Crimetown is produced by Gimlet Media and hosted by Marc Smerling and Zac Stuart-Pontier.  It has been mentioned before that I have an outrageous fascination with non-fiction books and that love extends to other form of non-fiction as well.  I often find myself watching documentaries as often as traditional TV and movies.  I have a vague interest in the genre of “true crime” although I was never really sucked into it all that much until I read The Lufthansa Heist by Henry Hill and Daniel Simone.  I must have missed the period of fascination most people (or at least males I grew up with) had with the mob, but I hit a period last year after reading that book and seeing other documentaries and of course the classic Goodfellas that got me supremely interested in all the different angles around Henry Hill.  It passed.  Or so I thought.

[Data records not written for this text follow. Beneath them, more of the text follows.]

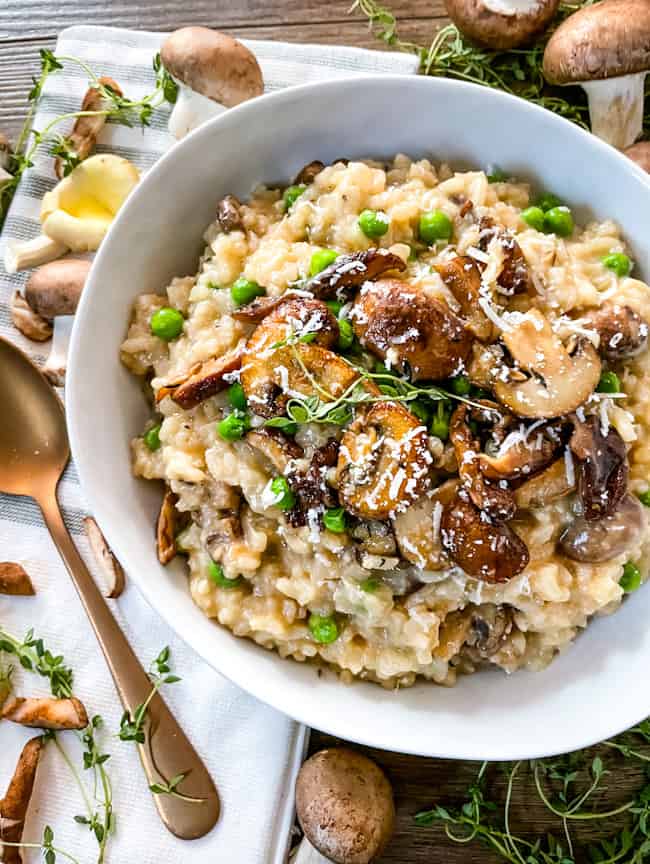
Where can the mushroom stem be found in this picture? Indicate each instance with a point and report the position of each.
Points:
(32, 253)
(616, 108)
(191, 110)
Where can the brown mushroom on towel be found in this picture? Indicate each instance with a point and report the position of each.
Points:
(410, 330)
(501, 24)
(214, 72)
(46, 713)
(14, 580)
(345, 808)
(605, 49)
(13, 807)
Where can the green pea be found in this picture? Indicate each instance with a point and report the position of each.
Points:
(152, 438)
(167, 323)
(346, 334)
(291, 195)
(374, 223)
(420, 410)
(609, 383)
(335, 520)
(244, 290)
(547, 201)
(533, 216)
(433, 226)
(234, 426)
(334, 306)
(618, 263)
(631, 578)
(216, 574)
(558, 220)
(323, 628)
(284, 497)
(322, 259)
(236, 396)
(460, 385)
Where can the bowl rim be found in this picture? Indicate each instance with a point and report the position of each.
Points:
(297, 710)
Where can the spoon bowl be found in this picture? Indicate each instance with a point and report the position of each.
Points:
(34, 451)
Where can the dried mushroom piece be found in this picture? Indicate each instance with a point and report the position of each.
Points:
(384, 460)
(106, 560)
(351, 271)
(417, 333)
(13, 807)
(46, 713)
(205, 380)
(556, 382)
(483, 549)
(14, 580)
(166, 528)
(602, 468)
(87, 128)
(607, 538)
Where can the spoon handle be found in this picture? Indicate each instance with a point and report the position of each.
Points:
(166, 751)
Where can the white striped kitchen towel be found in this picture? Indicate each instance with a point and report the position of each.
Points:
(251, 750)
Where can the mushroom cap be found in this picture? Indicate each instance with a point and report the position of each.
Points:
(345, 806)
(640, 153)
(501, 24)
(213, 64)
(601, 41)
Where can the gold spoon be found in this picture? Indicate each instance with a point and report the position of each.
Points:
(34, 450)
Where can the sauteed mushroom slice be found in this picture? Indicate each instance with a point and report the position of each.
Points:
(607, 538)
(205, 380)
(417, 528)
(623, 332)
(483, 549)
(383, 463)
(463, 278)
(419, 333)
(351, 271)
(558, 382)
(602, 468)
(549, 485)
(496, 500)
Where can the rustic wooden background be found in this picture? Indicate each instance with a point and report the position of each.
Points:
(26, 26)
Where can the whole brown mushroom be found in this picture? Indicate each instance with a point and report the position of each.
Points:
(214, 71)
(501, 24)
(345, 808)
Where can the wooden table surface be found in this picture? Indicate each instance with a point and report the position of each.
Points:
(26, 26)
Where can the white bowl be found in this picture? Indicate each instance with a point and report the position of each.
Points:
(596, 688)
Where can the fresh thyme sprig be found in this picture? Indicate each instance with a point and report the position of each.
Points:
(518, 72)
(117, 109)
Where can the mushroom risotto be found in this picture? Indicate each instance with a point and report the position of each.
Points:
(403, 421)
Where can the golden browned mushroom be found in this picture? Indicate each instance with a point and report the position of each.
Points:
(623, 332)
(13, 807)
(412, 331)
(214, 71)
(14, 580)
(605, 49)
(609, 537)
(106, 560)
(345, 808)
(501, 24)
(352, 271)
(46, 713)
(166, 528)
(483, 549)
(558, 382)
(86, 129)
(384, 461)
(205, 380)
(463, 278)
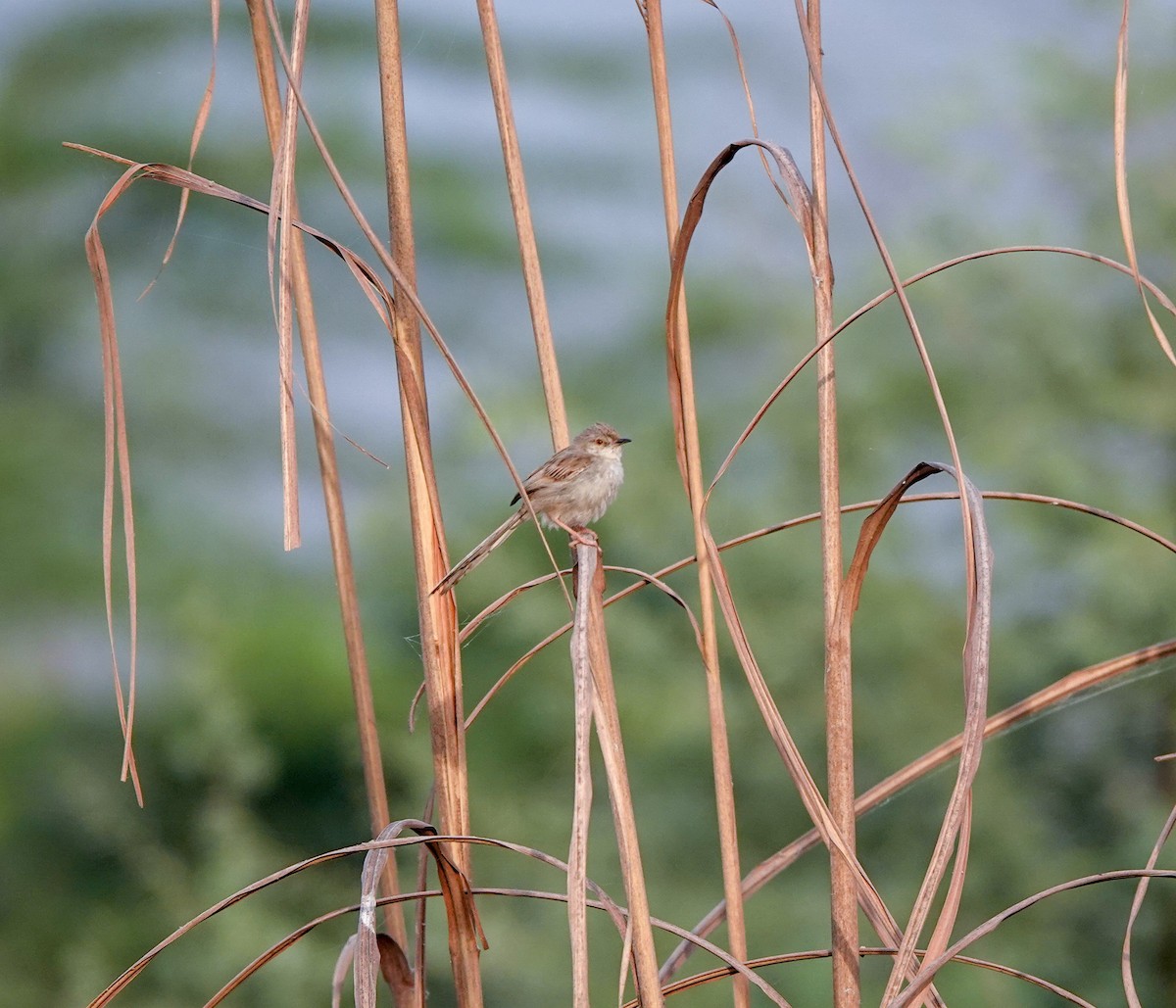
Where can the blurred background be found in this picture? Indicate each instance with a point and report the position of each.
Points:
(971, 125)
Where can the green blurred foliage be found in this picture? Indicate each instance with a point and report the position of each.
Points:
(245, 737)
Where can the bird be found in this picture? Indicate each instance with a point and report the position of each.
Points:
(569, 491)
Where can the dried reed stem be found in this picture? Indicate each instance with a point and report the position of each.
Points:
(438, 616)
(839, 696)
(681, 381)
(328, 467)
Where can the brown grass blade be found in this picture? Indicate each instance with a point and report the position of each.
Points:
(1121, 194)
(1092, 678)
(589, 596)
(528, 248)
(687, 444)
(462, 909)
(933, 966)
(117, 456)
(1141, 890)
(760, 962)
(976, 653)
(328, 470)
(581, 802)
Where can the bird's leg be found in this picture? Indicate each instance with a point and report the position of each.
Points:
(579, 534)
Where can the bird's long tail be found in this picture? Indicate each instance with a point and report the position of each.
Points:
(479, 553)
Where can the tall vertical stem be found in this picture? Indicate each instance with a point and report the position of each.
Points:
(838, 677)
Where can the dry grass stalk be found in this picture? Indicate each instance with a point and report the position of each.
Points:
(688, 447)
(299, 282)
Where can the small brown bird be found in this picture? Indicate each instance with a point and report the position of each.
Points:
(569, 491)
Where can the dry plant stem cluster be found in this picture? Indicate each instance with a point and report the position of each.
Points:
(687, 444)
(834, 815)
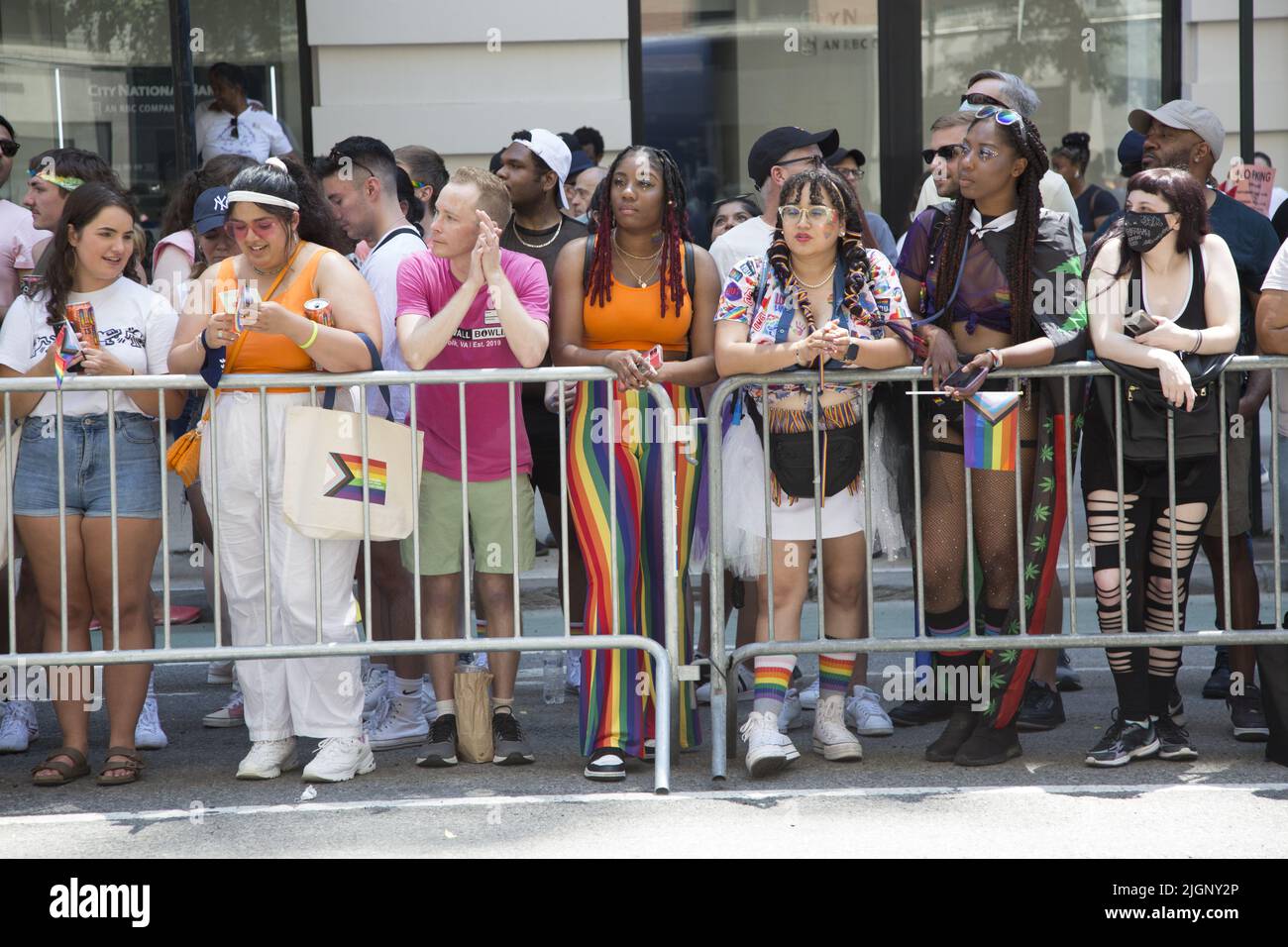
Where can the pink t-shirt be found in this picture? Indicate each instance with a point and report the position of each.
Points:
(18, 237)
(425, 285)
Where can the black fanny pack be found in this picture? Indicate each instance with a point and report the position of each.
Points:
(791, 457)
(1196, 433)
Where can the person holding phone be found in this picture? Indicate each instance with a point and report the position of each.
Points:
(999, 281)
(127, 331)
(816, 296)
(1159, 285)
(636, 283)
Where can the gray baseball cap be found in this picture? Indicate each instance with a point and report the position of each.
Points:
(1183, 114)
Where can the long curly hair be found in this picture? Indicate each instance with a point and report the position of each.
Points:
(82, 205)
(819, 185)
(675, 231)
(1026, 144)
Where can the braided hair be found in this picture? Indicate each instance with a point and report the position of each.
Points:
(815, 184)
(1024, 138)
(675, 231)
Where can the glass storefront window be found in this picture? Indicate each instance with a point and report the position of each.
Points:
(1090, 60)
(97, 75)
(717, 73)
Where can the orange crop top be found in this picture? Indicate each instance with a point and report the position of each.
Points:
(632, 320)
(267, 354)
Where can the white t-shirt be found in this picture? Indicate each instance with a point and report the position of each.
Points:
(1055, 196)
(748, 239)
(1276, 278)
(258, 134)
(134, 324)
(380, 270)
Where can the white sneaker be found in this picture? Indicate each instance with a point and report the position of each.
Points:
(402, 723)
(746, 685)
(147, 732)
(18, 727)
(339, 759)
(831, 738)
(863, 711)
(768, 750)
(791, 716)
(232, 714)
(268, 759)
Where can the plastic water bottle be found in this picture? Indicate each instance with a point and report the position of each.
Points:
(553, 677)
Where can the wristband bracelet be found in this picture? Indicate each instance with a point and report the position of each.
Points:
(313, 337)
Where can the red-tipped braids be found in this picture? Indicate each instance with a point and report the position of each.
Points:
(675, 231)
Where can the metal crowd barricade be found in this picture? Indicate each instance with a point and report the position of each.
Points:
(724, 664)
(666, 660)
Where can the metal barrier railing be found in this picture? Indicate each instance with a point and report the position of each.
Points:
(668, 660)
(725, 664)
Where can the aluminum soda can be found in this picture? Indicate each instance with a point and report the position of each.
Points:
(81, 318)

A friend and I will often drop into conversations if we’ve started listening to a podcast we think is worth checking out.  He led me along on a string a little for this one.  He said it was a podcast that was in the style of a documentary about organized crime.  They were going to spend each season focusing on a different city.  At this point I was already pretty interested and figured I would chuck it onto the backlog of podcasts to check out.  Then he reeled me in.  “It’s just started it’s first season and that season just happens to be about Providence.”  A podcast that sounded interesting, I would only have to listen to a couple episodes to catch up to, and was about my home state?  How could I not at least give it a chance?

True to the description, Crimetown is an incredible undertaking.  The podcast uses archived audio as well as interviews with several people intimately involved with the politics, law enforcement, and mafia starting in the 1970s.  It uses several people of interest to drive the story, however, it is fair to say that the infamous Vincent “Buddy” Cianci, the former mayor of Providence, is the focal point of the podcast.  Each episode or chapter runs about 30 to 45 minutes and are packed with stories and interviews.  They do a great job telling just a couple specific stories each chapter that drive the overall plot forward.  At the time I am writing this, six chapters have come out and each chapter has a companion page at their website crimetownshow.com where they put up pictures of the people involved and occasionally archived documents and videos.  It really is quite amazing how well they paint each of stories and it has become a must listen for me as soon as it is released.  If you are at all interested in true crime or even just someone who finds the style of documentaries to be interesting this podcast is completely worth checking out.  I look forward to the rest of the season and any/all of the future seasons to come.